The biggest risk to my family right now is me. My sister works in childcare but it’s only a matter of days before she’s out of a job. My brothers and sister-in-law work together with like, four other people. They’re having their temperatures taken every morning they come to work. My dad is a cop but he’s lucky in a way, he works in a building with very few other people around him and doesn’t have to deal with the general public except for on the phone. I miss his work stories.

My partner is working from home and doesn’t leave the house, he’s going absolutely stir crazy. Mum is the same, except without the stir crazy. She loves being by herself. After 33 years of having at least one child and a husband in the house, she’s enjoying the peace and quiet.

So that just leaves me. It wouldn’t even be just my family that I would affect either. I’ve stopped seeing my family for everyone’s sake but I don’t know when my partner will stop going for his weekly dinner with his parents. I’m hoping soon. If I get it, he gets it. There is no real way around it unless he moves back to his parents but even then, we might already be carrying it and not know.
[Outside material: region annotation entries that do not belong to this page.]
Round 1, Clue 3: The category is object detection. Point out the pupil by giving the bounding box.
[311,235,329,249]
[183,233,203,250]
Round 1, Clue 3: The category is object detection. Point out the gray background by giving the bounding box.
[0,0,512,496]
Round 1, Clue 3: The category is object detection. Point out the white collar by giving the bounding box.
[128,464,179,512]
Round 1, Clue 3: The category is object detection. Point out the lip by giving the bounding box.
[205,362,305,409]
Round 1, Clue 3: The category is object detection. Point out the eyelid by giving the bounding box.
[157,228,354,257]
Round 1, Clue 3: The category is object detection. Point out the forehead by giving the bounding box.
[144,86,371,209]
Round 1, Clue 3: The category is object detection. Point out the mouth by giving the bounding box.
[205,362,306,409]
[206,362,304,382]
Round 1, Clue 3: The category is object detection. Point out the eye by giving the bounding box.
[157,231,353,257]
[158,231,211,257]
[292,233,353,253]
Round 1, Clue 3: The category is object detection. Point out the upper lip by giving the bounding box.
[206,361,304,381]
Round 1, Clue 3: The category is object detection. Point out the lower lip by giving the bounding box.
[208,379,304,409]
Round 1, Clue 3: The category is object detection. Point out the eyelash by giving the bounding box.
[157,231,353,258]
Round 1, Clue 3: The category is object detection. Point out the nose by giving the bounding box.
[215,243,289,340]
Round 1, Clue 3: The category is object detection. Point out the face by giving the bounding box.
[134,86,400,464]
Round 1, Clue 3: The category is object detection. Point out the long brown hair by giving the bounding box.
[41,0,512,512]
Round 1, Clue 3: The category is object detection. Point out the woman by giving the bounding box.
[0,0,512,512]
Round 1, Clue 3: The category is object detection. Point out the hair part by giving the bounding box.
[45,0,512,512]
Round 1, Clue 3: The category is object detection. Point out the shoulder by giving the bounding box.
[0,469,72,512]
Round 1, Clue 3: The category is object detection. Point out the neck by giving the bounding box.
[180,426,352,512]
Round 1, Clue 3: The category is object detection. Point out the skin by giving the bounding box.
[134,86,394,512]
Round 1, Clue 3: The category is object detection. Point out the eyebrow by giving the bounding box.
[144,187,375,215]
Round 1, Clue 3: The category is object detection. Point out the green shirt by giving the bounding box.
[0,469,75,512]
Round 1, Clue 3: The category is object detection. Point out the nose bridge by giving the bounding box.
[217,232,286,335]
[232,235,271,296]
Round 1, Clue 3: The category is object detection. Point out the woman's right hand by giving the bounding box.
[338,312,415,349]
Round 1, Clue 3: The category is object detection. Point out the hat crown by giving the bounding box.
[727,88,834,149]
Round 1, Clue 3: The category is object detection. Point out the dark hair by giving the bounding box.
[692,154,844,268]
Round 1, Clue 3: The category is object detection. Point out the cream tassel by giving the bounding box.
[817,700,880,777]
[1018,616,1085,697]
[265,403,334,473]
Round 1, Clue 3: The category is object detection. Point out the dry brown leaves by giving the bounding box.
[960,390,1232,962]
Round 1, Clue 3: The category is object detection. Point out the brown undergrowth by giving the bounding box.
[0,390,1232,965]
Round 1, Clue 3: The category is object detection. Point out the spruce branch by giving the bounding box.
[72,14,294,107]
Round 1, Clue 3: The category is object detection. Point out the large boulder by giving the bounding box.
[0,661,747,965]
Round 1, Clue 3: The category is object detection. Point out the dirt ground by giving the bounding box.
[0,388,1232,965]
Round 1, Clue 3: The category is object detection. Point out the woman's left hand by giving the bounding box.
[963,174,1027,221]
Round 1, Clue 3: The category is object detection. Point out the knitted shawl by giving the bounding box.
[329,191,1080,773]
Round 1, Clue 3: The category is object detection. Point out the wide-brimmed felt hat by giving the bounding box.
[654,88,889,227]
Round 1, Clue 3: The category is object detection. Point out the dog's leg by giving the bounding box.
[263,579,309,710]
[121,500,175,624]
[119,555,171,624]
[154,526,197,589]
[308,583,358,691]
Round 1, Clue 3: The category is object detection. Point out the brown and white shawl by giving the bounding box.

Incubation period.

The prime minister has just announced the limits on social gatherings this afternoon and as I pulled onto my street I counted six houses with extra cars in the driveway. Just on my street, on the way to my house. It’s not a long street and I live in the middle of it. Six.
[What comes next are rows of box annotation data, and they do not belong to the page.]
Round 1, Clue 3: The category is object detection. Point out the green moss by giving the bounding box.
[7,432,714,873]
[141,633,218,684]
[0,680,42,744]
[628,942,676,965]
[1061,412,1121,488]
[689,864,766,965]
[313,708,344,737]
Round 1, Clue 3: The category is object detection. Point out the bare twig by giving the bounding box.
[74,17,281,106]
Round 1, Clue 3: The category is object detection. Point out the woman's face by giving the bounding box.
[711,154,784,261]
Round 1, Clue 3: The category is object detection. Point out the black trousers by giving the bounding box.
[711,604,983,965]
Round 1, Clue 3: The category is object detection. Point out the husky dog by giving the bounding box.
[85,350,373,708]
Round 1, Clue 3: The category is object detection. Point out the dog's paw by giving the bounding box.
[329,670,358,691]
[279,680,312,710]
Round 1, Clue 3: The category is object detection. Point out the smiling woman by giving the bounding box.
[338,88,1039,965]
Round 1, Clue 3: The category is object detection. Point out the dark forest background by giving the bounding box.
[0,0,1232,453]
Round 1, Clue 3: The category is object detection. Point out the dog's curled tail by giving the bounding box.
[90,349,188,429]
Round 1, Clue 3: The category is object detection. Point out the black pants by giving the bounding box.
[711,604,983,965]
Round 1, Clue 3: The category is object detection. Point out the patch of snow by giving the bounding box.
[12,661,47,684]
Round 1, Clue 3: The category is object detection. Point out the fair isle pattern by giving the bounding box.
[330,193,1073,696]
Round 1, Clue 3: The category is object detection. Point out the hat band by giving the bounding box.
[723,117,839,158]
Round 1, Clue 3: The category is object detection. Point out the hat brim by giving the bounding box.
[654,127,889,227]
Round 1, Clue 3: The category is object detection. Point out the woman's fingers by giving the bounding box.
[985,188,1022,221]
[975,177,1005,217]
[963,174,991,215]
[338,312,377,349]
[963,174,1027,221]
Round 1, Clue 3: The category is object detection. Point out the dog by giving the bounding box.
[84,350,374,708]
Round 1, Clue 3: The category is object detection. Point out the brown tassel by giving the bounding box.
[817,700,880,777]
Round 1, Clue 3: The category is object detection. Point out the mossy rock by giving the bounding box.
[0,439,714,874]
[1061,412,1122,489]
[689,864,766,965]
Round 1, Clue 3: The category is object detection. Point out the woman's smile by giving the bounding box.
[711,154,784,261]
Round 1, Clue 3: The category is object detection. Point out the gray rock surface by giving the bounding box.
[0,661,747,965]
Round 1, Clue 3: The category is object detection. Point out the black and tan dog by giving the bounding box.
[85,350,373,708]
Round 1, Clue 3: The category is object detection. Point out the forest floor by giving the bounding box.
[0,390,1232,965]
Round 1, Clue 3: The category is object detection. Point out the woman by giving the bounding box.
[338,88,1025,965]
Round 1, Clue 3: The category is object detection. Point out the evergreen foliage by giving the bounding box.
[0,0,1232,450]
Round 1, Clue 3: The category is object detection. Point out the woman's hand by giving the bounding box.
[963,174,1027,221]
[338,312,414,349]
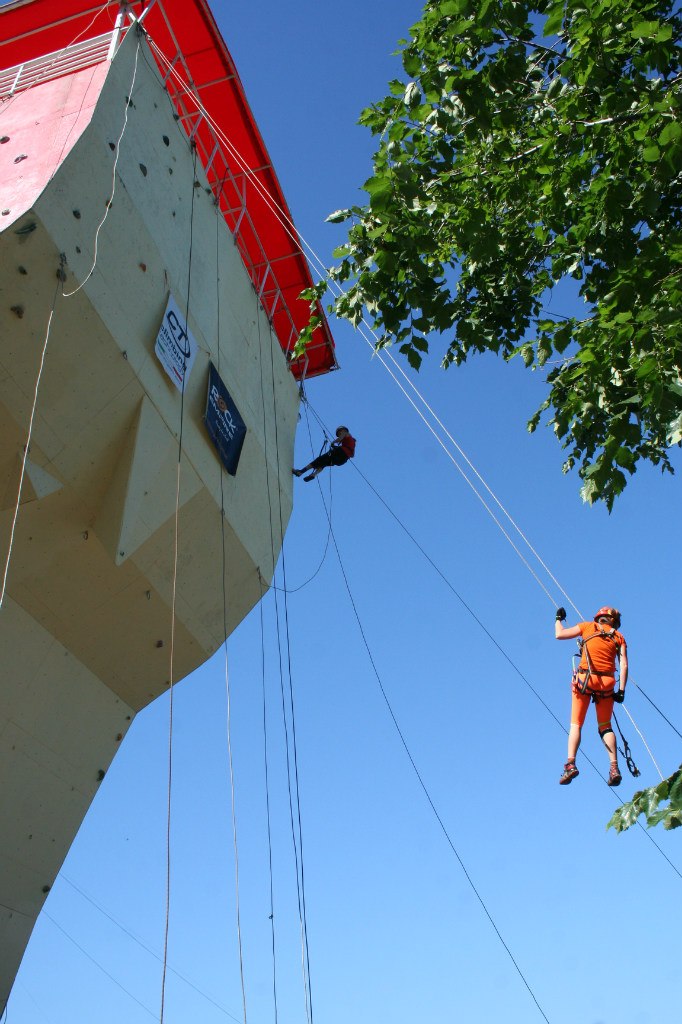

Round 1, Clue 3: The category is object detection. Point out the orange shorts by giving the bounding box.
[570,672,615,732]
Right now I should’ve been having another drink with my brother while my nephew fought sleep and my parents wondered when us youngest two would stop fighting (probably never but it’d be weird if we did). But I’m not. I’m preparing for another week of work. Because despite in the past being told that I should “get a real job” I’m now classed as an essential worker.
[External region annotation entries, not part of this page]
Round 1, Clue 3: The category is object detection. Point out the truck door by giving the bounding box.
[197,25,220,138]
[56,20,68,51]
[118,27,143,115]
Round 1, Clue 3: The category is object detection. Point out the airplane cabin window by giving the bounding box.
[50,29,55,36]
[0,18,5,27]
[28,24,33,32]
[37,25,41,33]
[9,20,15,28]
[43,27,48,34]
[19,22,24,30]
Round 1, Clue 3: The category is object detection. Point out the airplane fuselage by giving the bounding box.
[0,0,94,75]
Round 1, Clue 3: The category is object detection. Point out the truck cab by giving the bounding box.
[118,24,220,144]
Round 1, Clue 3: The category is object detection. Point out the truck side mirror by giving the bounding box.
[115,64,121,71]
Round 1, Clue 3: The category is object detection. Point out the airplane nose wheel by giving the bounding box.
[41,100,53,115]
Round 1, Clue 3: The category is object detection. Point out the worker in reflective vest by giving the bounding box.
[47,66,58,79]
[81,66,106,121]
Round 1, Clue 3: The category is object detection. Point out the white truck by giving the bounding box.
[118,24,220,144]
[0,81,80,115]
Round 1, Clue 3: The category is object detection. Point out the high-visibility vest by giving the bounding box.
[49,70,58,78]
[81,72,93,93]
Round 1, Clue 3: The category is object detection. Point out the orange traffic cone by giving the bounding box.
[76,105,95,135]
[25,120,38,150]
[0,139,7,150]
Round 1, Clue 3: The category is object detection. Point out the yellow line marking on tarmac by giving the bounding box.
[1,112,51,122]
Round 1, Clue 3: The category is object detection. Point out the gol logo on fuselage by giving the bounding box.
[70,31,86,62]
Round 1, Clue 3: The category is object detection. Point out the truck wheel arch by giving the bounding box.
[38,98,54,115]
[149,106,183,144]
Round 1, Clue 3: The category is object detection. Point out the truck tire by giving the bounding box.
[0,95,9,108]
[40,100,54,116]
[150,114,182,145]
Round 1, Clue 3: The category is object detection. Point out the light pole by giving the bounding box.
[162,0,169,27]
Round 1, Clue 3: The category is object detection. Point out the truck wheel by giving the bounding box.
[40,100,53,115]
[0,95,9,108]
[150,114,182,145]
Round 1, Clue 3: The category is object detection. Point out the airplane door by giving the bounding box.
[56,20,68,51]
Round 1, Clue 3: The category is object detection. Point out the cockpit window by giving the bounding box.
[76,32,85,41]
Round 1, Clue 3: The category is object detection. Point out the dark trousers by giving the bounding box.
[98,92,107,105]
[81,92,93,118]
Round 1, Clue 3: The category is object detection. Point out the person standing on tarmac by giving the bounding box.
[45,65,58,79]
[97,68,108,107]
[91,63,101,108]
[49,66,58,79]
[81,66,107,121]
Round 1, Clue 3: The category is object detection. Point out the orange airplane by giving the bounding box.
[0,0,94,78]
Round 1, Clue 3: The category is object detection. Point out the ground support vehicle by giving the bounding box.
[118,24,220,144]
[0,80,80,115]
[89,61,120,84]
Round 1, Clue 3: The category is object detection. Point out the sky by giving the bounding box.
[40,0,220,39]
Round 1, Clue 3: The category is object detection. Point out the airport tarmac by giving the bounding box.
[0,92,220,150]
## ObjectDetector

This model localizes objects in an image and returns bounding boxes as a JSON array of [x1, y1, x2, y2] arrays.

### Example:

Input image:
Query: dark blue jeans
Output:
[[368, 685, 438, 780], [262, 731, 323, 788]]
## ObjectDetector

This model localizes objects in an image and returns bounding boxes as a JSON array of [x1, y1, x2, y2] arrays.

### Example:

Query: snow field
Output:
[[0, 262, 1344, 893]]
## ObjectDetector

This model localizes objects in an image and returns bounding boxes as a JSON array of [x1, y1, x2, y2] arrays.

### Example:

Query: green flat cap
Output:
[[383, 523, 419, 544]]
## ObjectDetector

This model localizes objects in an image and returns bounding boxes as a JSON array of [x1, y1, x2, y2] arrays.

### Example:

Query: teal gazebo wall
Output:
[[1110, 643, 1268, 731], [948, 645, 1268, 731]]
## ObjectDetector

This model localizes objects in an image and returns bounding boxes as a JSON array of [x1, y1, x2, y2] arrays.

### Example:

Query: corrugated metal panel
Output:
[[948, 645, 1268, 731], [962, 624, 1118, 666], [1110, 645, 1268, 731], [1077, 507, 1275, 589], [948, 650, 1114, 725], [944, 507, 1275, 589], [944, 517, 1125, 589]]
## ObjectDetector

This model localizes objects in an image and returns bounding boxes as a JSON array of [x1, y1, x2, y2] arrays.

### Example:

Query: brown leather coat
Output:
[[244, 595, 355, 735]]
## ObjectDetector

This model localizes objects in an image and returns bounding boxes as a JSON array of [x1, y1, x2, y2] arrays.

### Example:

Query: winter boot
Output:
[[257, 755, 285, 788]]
For anyone who is reading this. Please, stay home. Do one big shop so you’ve got enough food to last you for a few weeks. Do some bulk cooking and freeze it. Please just stay home as much as you can. Stop making the lives of doctors and nurses across the country harder. Stop coming to the shops everyday and putting everyone at risk. Stop abusing those of us who are putting our health at risk so that your lives are made a little easier.

Oh. One last thing.

Stop hoarding toilet paper.

Sincerely,
Tired, sad and really freaking stressed out.